Bot Prompts & Internal State
To measure true reasoning rather than pattern matching, models are not given a list of legal moves or current game states. Instead, they are prompted to keep track of the game manually and provide their own confidence in move legality (the <legal> tag). This intentionally forces the model to rely on its internal world-model. If a model hallucinates the game state, it will attempt illegal moves or be overly confident in invalid actions.
Here is what bots are told for each game type at the start of the game:
Chess
1. Remember to keep track of the game state, as you will only be provided opponents moves never an updated game state.
2. Your final chosen move MUST be enclosed in <move> tags, like <move>Nf3</move> or <move>O-O</move>. You can also <move>resign</move>.
3. A percentage estimate (0-100) of how likely your move is a legal move MUST be enclosed in <legal> tags, like <legal>57</legal>.
Go
1. Remember to keep track of the game state, as you will only be provided opponents moves never an updated game state. Columns are A-J (excluding I), Rows are 1-9.
2. Your final chosen move MUST be enclosed in <move> tags, like <move>D4</move>, <move>C3</move>, or <move>pass</move>. You can also <move>resign</move>.
3. A percentage estimate (0-100) of how likely your move is a legal move MUST be enclosed in <legal> tags, like <legal>57</legal>.
Texas Hold'em
1. Remember to keep track of the game state (including stacks across hands), as you will only be provided actions and cards, never an updated game state.
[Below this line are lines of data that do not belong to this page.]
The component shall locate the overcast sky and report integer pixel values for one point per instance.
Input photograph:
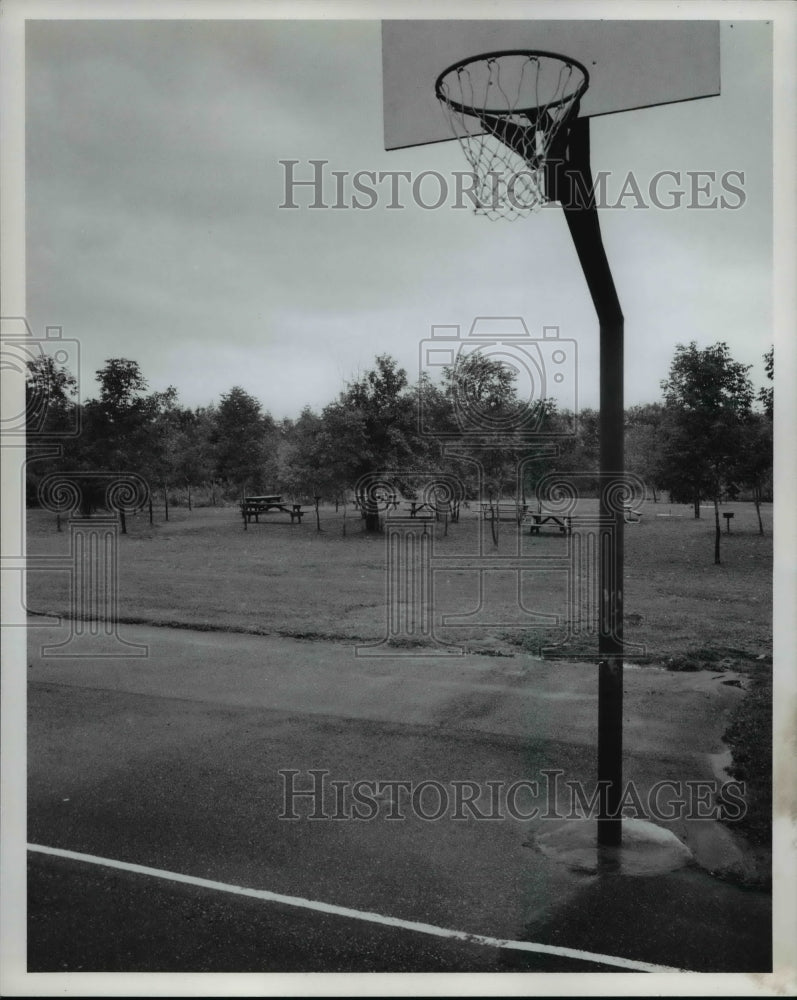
(154, 230)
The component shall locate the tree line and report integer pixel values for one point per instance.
(708, 438)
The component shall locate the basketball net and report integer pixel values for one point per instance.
(521, 103)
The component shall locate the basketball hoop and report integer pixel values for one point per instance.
(523, 100)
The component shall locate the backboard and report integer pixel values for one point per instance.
(631, 64)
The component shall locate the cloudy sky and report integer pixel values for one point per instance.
(154, 230)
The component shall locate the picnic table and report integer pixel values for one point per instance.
(508, 511)
(544, 519)
(386, 499)
(253, 507)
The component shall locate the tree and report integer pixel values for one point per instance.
(50, 409)
(240, 440)
(766, 395)
(370, 429)
(643, 442)
(707, 399)
(117, 430)
(49, 392)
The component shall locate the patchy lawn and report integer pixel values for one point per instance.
(201, 569)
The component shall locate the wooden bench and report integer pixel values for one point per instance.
(253, 507)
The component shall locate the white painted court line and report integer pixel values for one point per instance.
(343, 911)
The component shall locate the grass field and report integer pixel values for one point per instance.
(202, 569)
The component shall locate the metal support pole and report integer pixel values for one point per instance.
(581, 213)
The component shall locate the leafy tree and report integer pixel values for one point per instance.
(240, 440)
(369, 429)
(50, 409)
(707, 399)
(117, 429)
(49, 392)
(766, 395)
(642, 443)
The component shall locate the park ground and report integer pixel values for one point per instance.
(171, 760)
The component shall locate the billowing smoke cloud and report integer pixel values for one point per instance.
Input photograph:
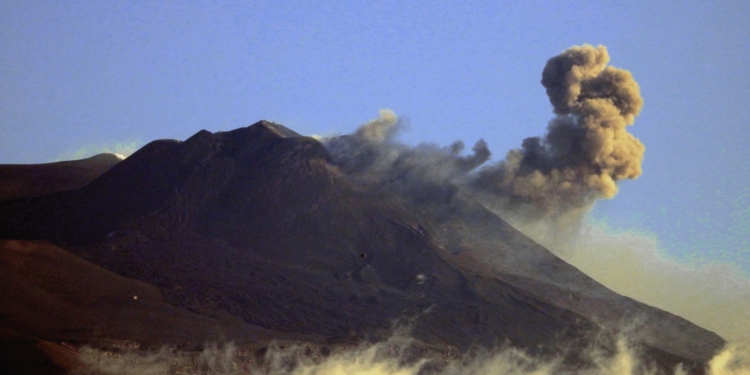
(392, 357)
(587, 148)
(585, 151)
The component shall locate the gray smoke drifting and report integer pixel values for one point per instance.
(585, 151)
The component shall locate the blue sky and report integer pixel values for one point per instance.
(77, 77)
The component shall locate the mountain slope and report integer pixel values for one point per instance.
(257, 224)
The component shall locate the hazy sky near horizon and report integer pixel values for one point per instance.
(77, 78)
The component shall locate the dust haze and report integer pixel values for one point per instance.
(546, 187)
(391, 357)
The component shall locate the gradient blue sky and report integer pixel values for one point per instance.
(81, 77)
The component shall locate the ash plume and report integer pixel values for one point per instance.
(585, 151)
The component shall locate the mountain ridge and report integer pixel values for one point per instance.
(257, 223)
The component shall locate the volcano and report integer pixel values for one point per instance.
(255, 235)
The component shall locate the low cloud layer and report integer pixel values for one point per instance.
(558, 176)
(392, 357)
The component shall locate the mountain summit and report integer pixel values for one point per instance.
(255, 234)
Minimum bet size is the big blind. Minimum raise is the previous bet/raise amount. All-in is always legal amount
2. Your final chosen move MUST be enclosed in <move> tags. This MUST be a single integer representing exactly how many chips you are ADDING TO THE POT with this action. For example:
- If you bet 20, opponent raises to 50 and you want to re-raise to 100, use <move>80</move>, if you wanted to call instead use <move>30</move>.
- If you want to check or fold, use <move>0</move>.
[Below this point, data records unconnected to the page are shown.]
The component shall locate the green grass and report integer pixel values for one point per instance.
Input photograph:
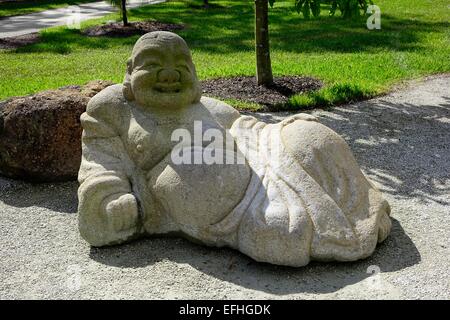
(30, 6)
(353, 62)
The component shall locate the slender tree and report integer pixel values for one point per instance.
(122, 5)
(348, 9)
(263, 65)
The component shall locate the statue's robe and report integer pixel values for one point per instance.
(300, 196)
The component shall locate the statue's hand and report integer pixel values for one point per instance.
(122, 211)
(299, 116)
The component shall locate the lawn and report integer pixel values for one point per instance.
(31, 6)
(353, 62)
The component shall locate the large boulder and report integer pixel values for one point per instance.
(40, 135)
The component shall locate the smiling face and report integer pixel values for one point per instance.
(161, 74)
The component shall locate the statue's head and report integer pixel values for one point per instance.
(160, 73)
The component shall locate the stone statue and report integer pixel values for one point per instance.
(295, 192)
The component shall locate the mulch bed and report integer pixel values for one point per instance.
(271, 97)
(117, 29)
(19, 41)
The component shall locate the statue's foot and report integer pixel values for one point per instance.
(115, 222)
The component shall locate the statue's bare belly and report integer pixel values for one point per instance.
(198, 195)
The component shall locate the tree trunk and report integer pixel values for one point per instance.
(124, 12)
(263, 65)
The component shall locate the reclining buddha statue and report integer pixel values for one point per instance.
(286, 194)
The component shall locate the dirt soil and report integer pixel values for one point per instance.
(246, 89)
(117, 29)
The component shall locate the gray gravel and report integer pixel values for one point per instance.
(402, 141)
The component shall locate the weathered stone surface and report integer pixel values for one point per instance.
(40, 135)
(298, 196)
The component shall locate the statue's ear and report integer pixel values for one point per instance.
(127, 91)
(129, 66)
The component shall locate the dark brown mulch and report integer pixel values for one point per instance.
(19, 41)
(117, 29)
(246, 89)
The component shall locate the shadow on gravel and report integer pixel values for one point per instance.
(59, 197)
(396, 253)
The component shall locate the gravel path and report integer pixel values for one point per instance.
(402, 141)
(20, 25)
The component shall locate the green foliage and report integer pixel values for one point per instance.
(348, 8)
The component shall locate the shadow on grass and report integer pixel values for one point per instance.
(230, 29)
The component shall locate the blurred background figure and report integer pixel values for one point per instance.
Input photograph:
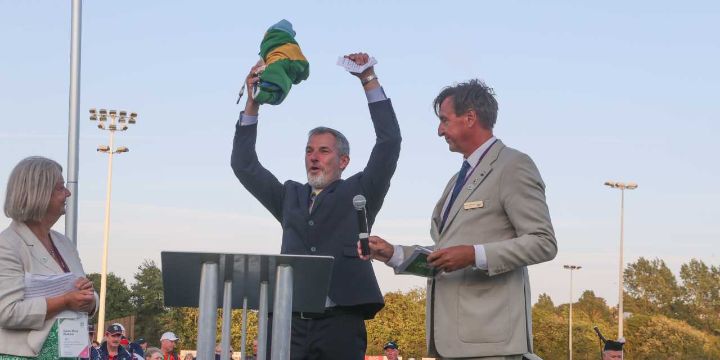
(391, 350)
(153, 354)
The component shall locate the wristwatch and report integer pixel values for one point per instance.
(364, 81)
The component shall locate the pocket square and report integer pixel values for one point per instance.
(473, 205)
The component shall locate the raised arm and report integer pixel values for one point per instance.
(259, 181)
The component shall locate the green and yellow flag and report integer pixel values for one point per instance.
(285, 64)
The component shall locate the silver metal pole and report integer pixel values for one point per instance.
(282, 314)
(262, 322)
(74, 122)
(620, 275)
(243, 345)
(570, 325)
(227, 319)
(207, 319)
(106, 242)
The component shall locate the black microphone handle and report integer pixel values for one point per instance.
(364, 232)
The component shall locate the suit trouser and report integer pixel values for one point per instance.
(341, 336)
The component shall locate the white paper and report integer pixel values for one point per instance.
(352, 67)
(48, 285)
(73, 336)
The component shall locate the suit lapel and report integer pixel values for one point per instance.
(437, 212)
(304, 198)
(37, 249)
(324, 194)
(481, 172)
(67, 254)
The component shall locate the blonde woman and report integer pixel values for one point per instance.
(35, 200)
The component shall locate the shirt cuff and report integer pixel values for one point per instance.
(375, 95)
(480, 257)
(245, 120)
(397, 258)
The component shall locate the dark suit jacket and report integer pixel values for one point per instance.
(331, 228)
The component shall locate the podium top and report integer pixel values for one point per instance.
(181, 278)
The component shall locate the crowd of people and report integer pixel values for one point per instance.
(117, 346)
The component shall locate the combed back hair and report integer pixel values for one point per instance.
(152, 351)
(471, 95)
(30, 187)
(341, 142)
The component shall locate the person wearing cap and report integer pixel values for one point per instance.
(612, 350)
(138, 347)
(318, 216)
(391, 350)
(153, 353)
(168, 340)
(111, 348)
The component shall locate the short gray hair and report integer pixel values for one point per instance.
(341, 142)
(30, 187)
(152, 351)
(471, 95)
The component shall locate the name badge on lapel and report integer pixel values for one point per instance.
(473, 205)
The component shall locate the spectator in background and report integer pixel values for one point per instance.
(110, 349)
(168, 341)
(153, 354)
(138, 347)
(391, 350)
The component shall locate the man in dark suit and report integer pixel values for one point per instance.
(318, 217)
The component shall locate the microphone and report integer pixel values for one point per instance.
(359, 204)
(597, 331)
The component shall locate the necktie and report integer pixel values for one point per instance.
(312, 200)
(459, 182)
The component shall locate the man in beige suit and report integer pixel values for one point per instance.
(490, 223)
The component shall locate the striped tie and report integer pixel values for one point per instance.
(459, 182)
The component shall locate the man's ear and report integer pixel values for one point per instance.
(344, 161)
(470, 118)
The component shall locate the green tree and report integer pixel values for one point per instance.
(652, 288)
(117, 297)
(544, 304)
(147, 299)
(591, 308)
(403, 320)
(702, 294)
(659, 337)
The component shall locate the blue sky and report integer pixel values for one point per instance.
(592, 92)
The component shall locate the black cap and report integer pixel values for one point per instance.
(114, 329)
(613, 345)
(390, 345)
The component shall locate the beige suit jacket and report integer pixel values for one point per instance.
(23, 327)
(478, 313)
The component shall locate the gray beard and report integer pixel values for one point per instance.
(318, 181)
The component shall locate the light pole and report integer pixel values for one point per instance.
(622, 187)
(110, 120)
(571, 268)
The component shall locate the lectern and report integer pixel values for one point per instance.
(246, 281)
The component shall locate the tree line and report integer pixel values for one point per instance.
(665, 318)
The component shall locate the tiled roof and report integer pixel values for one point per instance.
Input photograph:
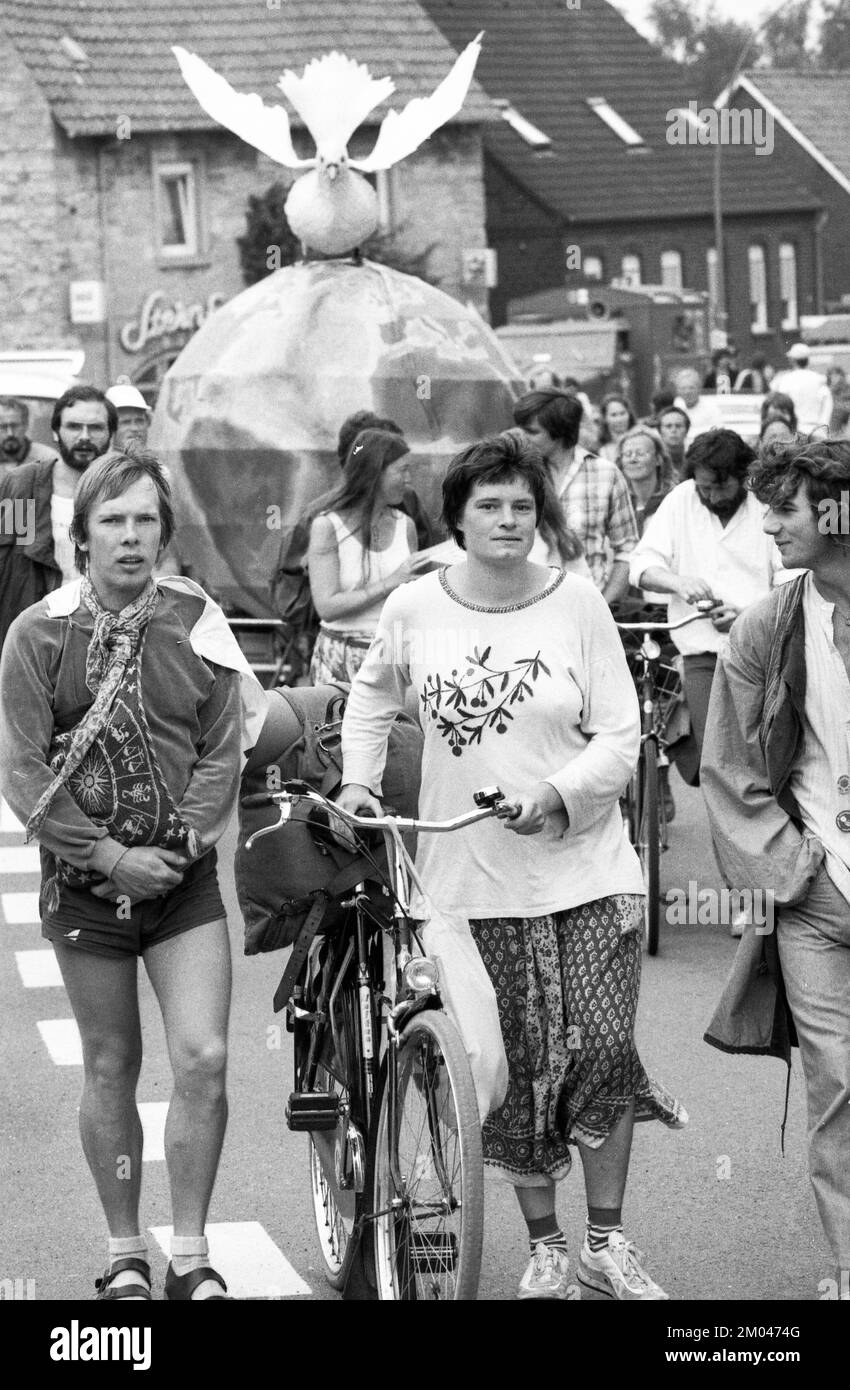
(547, 59)
(132, 71)
(817, 104)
3. A percentage estimate (0-100) of how likely your move is a legal move MUST be enclosed in <legal> tags, like <legal>57</legal>.
Model Access & Parameters
All models are accessed via the OpenRouter API to provide a standardized evaluation environment. To ensure fair and accurate metrics, the following parameters are enforced:
- Prompt Caching: Ephemeral prompt caching (
cache_control: ephemeral) is utilized on the latest system instructions to significantly reduce cost and latency during long games where the move history grows continuously.
- Reasoning Tokens: Models that support internal Chain-of-Thought (e.g., DeepSeek R1) are explicitly requested to include their reasoning traces (
include_reasoning: true).
Data Quality & Caveats
As the project has evolved, some historical matchups were played under slightly different LLM prompt formulations. These inconsistencies are a known artefact of the project's development. Outdated matchups will be discarded once sufficient match volume has been accumulated to maintain statistically reliable metrics without them.
Funding & Future Plans
I am an independent developer building this project in my free time. Running these large-scale LLMs thousands of times to achieve statistically significant ratings and confidence bounds is very expensive.
If you find this benchmark valuable, please consider supporting the project on Ko-fi. Donations go directly toward paying API costs to keep the current leaderboard up to date and to add new models to the fray.
Regardless of funding, I am committed to continuing the development of this benchmark by introducing new zero-sum environments and refining the metrics to provide the most rigorous and unsaturable evaluation of LLM reasoning possible.